Yesterday our club, AZ Long Range Precision Rifle Shooters (AZ LRPRS), tried something a little different. We invited our club members to meet us at the range for a precision rifle match with a twist. We had stages that were very similar to what we normally do with centerfire rifles, so what was the twist? We asked everyone to bring their .22’s. There were targets set from 25 yards to 300 yards.
I’d be the first to admit that the allure of shooting a .22LR was lost on me a while back. I had a used, not-nearly-as-accurate-as-it-should-be rifle so I struggled with making impacts. If I’m struggling, then I’m just not having as much fun as I should. All of that changed when my husband bought me a left-handed CZ452 American. Oh, how I love this rifle! I replaced the stock with a Manners Composite T4CZ so it would mirror my other rifles. I have a couple of modifications I’ll make in the future to the stock. My competition stocks are T4A’s and have all had the palm swell built out about an inch for a more comfortable trigger pull. I still need to do that to my .22 stock as well as add some flush cups so I can practice using my sling.
I mounted a Vortex Optics Razor Gen II 4.5-27x scope on top and headed to the range to get it sighted in at 25 yards. I was able to focus on targets down to ¼” in size with zero issues. In fact, I had the rifle zeroed in 3 shots! There were a few jokes about my going overboard with a high power optic on a .22LR… right up until a gentleman showed up with a fixed 36x scope! To be completely honest, I left the magnification at 15x for a majority of the stages. The EBR-2C reticle made it ridiculously easy to utilize holdovers on a stage that required impacts at 100 yards, 200 yards, and 300 yards. My DOPE (data on previous engagement) was .8 mils (milliradian), 6.0 mils, and 11.7 mils. When I tried to dial I felt like one of those folks who still uses an MOA scope in this game! I ended up deciding to dial for the middle target and hold under the target at 100 yards and hold over the target at 300 yards.

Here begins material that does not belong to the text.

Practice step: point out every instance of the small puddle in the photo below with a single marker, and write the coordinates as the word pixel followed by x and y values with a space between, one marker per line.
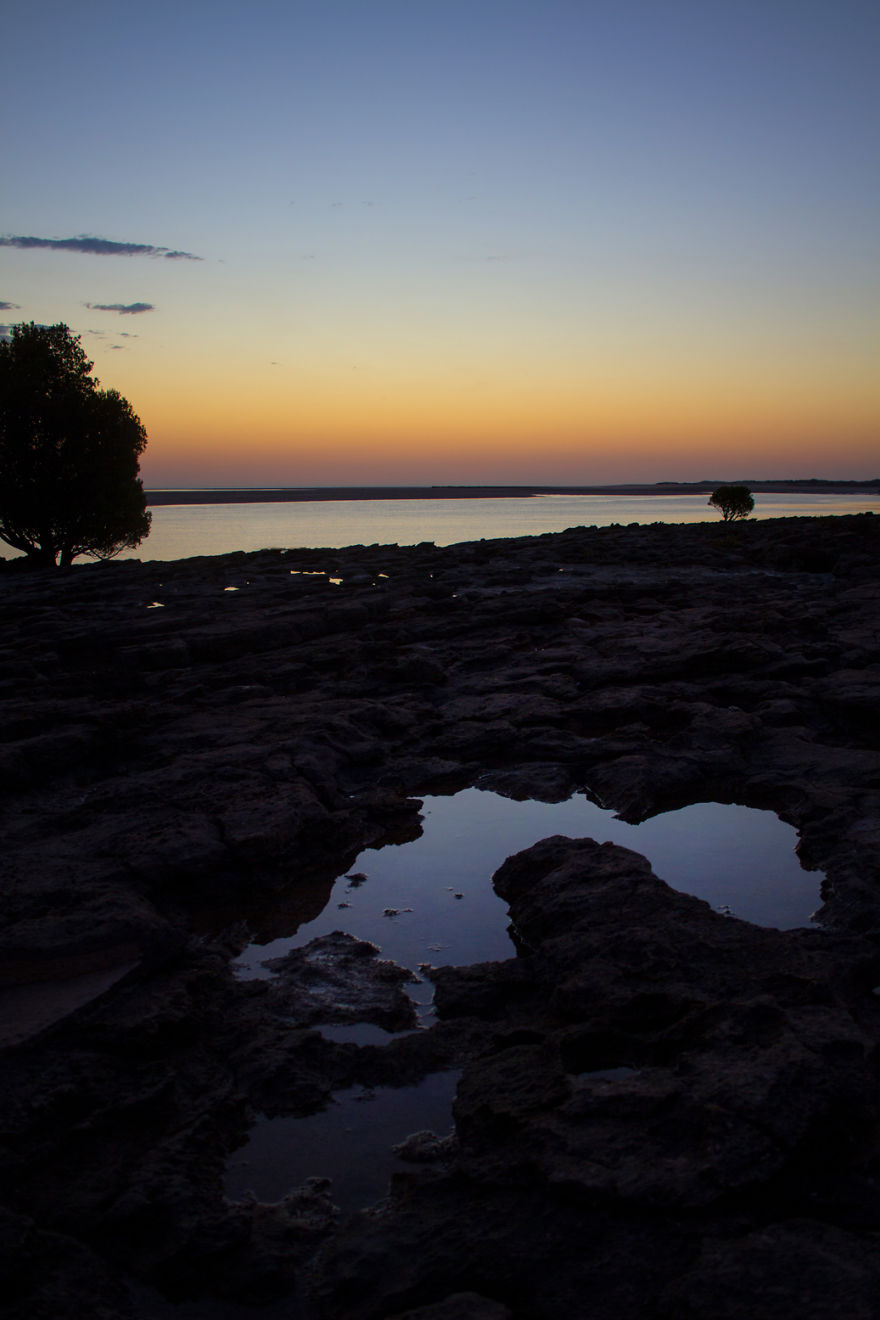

Each stage gave the shooter 3 opportunities to shoot for score. Most folks don’t shoot their .22LR’s out to 300 yards, so the first run seemed to be where everyone was gathering their come-up’s. The best of the 3 runs was kept for the shooters overall total. So with 8 stages, the high score would be 80 points.
This match was obviously much more low-key than our normal centerfire precision rifle matches. We’re hoping to have more of these style matches so our regular club members will have the chance to bring their kids and spouses out to play. With half of the stages being prone, and half more along the lines of what we usually do (barricades, rooftops, shooting off rails), it was a great primer for new folks without the associated cost of a centerfire match.
I had so much fun shooting that match yesterday! After the match was over, a few of us decided to challenge each other on the 300 yard target. One of the guys went 5 for 5 standing offhand! I was happy to hit that target 10 out of 10 prone prior to his display of positional prowess. So, not to be completely outdone, I went 5 for 5 kneeling at the same target.
I finished the match in 4th place with 74 points in case you were curious. Perhaps I’ll head to the range today to enjoy the beautiful weather… Sounds like a lot more fun that loading ammo!